SE250:lab-9:rwan064
Tokeniser
I chose to do the first option, the tokeniser. It seemed interesting to me and also seemed the easiest out of all the options.
I first downloaded the tokenise.h file from the web and had a look at the tokeniser interface that I will have to implement. I then brainstormed basic ideas of how I can make the tokeniser. I came up with one idea which I think will be easy to implement. From that I made the files below:
- Main program for testing
- SE250:lab-9:rwan064:main.c
- SE250:lab-9:rwan064:test.c - Sample file for testing.

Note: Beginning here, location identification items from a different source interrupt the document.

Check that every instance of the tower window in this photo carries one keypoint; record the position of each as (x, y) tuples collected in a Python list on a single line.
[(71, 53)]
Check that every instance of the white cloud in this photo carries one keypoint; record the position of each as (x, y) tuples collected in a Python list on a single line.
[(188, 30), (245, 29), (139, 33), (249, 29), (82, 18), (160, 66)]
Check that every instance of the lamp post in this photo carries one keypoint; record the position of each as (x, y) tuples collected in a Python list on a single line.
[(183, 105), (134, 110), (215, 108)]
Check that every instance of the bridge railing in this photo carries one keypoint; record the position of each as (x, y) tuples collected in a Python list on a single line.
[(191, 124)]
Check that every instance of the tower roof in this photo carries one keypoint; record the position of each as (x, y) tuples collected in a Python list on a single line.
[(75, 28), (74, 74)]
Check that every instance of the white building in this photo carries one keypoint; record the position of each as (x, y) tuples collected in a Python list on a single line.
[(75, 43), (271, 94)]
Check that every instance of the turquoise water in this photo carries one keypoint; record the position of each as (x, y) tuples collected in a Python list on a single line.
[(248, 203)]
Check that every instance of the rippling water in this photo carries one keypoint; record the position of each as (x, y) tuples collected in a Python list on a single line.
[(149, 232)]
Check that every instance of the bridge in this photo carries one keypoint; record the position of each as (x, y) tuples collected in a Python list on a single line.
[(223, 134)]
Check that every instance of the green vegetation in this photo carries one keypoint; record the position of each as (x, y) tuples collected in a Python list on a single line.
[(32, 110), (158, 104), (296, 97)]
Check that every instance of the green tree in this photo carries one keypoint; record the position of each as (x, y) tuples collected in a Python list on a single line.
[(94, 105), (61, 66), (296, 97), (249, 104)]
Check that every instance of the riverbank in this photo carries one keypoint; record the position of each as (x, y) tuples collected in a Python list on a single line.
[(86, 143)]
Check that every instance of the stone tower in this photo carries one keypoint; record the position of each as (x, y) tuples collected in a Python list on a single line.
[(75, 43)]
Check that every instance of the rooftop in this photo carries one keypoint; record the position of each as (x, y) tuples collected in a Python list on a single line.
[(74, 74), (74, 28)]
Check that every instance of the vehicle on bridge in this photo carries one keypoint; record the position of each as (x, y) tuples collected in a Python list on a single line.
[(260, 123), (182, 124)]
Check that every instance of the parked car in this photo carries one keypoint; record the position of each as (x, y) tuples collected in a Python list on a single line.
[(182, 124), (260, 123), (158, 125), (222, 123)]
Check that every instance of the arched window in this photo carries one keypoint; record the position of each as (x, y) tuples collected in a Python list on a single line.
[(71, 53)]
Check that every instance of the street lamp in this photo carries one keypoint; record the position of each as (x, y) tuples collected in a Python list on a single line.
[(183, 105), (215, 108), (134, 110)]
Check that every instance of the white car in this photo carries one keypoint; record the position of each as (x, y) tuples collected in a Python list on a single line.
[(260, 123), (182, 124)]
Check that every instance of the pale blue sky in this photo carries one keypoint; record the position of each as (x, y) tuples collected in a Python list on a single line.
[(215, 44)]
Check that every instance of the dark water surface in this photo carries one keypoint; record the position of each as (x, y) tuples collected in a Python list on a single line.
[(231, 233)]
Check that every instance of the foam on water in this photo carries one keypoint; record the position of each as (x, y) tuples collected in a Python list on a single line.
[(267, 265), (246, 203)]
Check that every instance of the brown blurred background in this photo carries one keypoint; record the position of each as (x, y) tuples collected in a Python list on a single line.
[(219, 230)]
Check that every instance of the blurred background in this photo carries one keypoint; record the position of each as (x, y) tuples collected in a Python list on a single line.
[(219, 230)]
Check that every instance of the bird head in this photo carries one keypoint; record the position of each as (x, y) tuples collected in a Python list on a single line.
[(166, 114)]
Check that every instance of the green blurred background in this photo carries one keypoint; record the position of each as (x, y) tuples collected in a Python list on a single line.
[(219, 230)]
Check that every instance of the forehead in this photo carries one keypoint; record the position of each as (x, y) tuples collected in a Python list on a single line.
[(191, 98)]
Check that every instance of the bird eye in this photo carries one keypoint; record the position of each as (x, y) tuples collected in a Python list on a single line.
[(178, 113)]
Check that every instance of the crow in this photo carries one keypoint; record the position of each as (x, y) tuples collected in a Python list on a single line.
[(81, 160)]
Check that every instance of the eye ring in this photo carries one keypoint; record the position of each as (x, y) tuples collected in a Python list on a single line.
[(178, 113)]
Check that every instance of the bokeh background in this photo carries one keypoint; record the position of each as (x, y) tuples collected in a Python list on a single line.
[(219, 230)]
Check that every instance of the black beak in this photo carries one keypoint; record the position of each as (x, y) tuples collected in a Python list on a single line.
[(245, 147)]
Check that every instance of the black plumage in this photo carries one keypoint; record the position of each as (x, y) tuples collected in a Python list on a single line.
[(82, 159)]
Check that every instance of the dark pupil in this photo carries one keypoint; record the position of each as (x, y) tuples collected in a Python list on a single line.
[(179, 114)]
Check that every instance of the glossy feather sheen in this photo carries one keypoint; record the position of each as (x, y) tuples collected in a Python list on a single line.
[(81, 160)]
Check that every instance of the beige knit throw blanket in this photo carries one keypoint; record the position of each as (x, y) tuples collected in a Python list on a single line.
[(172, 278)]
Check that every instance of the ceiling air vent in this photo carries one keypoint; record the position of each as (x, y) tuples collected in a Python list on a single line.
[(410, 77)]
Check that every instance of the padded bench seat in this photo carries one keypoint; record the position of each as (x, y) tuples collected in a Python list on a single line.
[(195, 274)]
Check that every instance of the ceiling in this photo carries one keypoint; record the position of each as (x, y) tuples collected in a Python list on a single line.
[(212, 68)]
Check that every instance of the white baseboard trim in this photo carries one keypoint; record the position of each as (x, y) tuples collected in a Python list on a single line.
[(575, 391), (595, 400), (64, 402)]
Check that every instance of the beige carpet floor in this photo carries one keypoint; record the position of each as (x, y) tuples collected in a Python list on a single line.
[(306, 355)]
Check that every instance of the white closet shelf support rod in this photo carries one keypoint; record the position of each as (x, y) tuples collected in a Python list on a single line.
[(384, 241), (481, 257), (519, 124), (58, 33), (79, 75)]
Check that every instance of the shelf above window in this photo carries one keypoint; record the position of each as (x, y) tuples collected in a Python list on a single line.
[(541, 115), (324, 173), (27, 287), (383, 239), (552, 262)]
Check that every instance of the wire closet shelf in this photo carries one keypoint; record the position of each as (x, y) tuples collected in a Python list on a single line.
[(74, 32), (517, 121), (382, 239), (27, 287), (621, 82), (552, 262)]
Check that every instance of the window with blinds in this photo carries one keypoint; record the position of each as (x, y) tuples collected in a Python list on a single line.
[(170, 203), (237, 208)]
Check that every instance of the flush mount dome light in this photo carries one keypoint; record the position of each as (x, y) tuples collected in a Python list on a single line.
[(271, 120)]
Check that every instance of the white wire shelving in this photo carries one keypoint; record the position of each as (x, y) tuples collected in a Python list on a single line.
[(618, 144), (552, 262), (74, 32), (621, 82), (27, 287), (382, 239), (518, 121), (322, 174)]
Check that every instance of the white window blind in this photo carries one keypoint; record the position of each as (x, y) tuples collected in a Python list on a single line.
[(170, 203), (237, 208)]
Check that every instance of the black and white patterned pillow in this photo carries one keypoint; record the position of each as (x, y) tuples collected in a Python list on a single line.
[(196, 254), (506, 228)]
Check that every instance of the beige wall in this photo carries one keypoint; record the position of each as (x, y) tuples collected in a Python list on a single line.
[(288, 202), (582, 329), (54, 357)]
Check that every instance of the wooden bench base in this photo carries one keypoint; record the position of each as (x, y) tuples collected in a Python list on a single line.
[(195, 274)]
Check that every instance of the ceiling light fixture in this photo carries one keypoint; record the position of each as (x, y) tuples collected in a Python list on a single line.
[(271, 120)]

- String type - used in the tokeniser
- Scanner interface
- Tokeniser interface
- SE250:lab-9:rwan064:tokenise.c
- SE250:lab-9:rwan064:tokenise.h - Added data types and some function declarations to the given version.
- Makefile
Compiled using GUN make. And run using the command:
bin/main.exe test.c output.c
The main file just uses the functions in tokenise.h and string.h to take the input C source file (test.c) and separate the program code into identifiers (including keywords) and operators. Using the above run command, it puts the output into the file (output.c). The main program also prints every different identifier and operator to the screen as shown below.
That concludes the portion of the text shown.